Secretary-General of the Organisation of Islamic Cooperation
- In office 1979–1984
- Preceded by: Amadou Karim Gaye
- Succeeded by: Syed Sharifuddin Pirzada

Personal details
- Born: 9 August 1916 M'saken, French Tunisia
- Died: 6 March 1991 (aged 74) Paris, France
- Profession: Politician

= Habib Chatty =

Tunisian politician and diplomat

Habib Chatti or Habib Chatty (9 August 1916 – 6 March 1991) was a Tunisian politician and diplomat. He served as the fourth Secretary-General of the Organisation of Islamic Cooperation (OIC) from 1979 to 1984.

==Biography==
Habib Chatti was born on 9 August 1916 in M'saken, Tunisia. He began his career as a journalist in the 1930s and became the chief editor of Assabah.

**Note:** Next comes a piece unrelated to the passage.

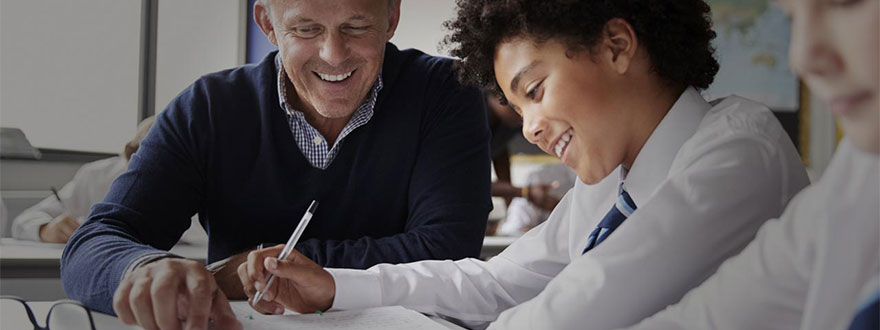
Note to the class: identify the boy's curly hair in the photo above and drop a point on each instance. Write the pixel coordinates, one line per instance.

In 1955, Chatti was appointed chief information officer in prime minister Tahar Ben Ammar's government.

in 1958, he was accredited Tunisian ambassador in sensitive posts of his country: Beirut, Cairo and Rabat.

In 1972, he became President Habib Bourguiba's chief of staff. He served as Minister of Foreign Affairs from 1974 to 1977.

In 1979, he became the fourth Secretary-General of the OIC, and held the position until 1984.

Chatti died on 6 March 1991 in Paris.